Par exploit du 15 juillet 2021, Mme [F] [H] a fait assigner le syndicat des copropriétaires, pris en la personne de son syndic Square Habitat, devant le tribunal judiciaire de Clermont-Ferrand, afin d'obtenir l'annulation de la résolution nº 8, sur le fondement de l'article 42 alinéa 2 de la loi du 10 juillet 1965.

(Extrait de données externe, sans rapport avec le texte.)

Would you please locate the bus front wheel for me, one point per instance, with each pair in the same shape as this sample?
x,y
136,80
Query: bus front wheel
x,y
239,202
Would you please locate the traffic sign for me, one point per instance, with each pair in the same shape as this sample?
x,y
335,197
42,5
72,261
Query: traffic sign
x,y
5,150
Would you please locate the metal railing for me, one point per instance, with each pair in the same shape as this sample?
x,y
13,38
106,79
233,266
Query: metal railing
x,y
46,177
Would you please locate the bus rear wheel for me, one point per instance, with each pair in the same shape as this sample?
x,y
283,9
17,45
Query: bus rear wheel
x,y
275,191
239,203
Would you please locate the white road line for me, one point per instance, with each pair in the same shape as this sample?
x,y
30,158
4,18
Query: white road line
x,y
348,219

À l'issue des débats, par jugement du 20 mars 2023, le tribunal judiciaire de Clermont-Ferrand a rendu la décision suivante :

« Le tribunal, statuant par jugement prononcé par mise à disposition au greffe, contradictoire et en premier ressort,

DÉBOUTE Madame [F] [H], veuve [W], de sa demande d'annulation de la résolution nº 8 adoptée lors de l'assemblée générale du syndicat des copropriétaires COPR. [Adresse 4] tenue le 4 mai 2021 ;

CONDAMNE Madame [F] [H], veuve [W], à payer au syndicat des copropriétaires COPR. [Adresse 4], pris en la personne de son Syndic, SQUARE HABITAT [Localité 3], la somme de 2.000 euros sur le fondement de l'article 700 du code de procédure civile ;

REJETTE le surplus des demandes ;

CONDAMNE Madame [F] [H], veuve [W] aux dépens ;

ORDONNE l'exécution provisoire de la présente décision. »

Dans les motifs de sa décision le tribunal judiciaire a notamment écrit :

Il n'est pas contesté que l'assemblée générale des copropriétaires a régulièrement voté cette résolution [nº 8] conformément aux dispositions de la loi de 1965 et aux stipulations du règlement de copropriété.

Madame [H] ne conteste pas l'existence de la porte litigieuse.

Le principe d'égalité entre les copropriétaires ne signifie pas que la tolérance qui aurait pu être précédemment consentie quant à l'existence de cette porte, oblige dans l'avenir à la même tolérance sans que la situation ne puisse être à nouveau examinée à la demande de la majorité des copropriétaires.

Madame [H] ne rapporte aucune preuve de l'existence d'une rupture d'égalité entre copropriétaires à l'occasion du vote des résolutions de l'assemblée générale tenue le 6 mai 2021.

Il résulte par ailleurs des pièces versées au dossier de la procédure, notamment de l'état descriptif de division du 1er décembre 1982 et des plans de situations annexés au procès-verbal de constat de maître [C] [Z] du 30 avril 2021 que les lots 1 à 8 appartenant à plusieurs copropriétaires du rez-de-chaussée de l'immeuble sont desservis par un couloir où se trouve la porte litigieuse. Cet état descriptif mentionne explicitement en son article 1 que les vestibules, couloirs d'entrée, les escaliers, leurs cages et paliers sont comprises dans les parties communes spéciales et ne mentionne pas le couloir où se trouve la porte litigieuse, en son article 2 relatif aux parties communes dont la jouissance est réservée à certains lots.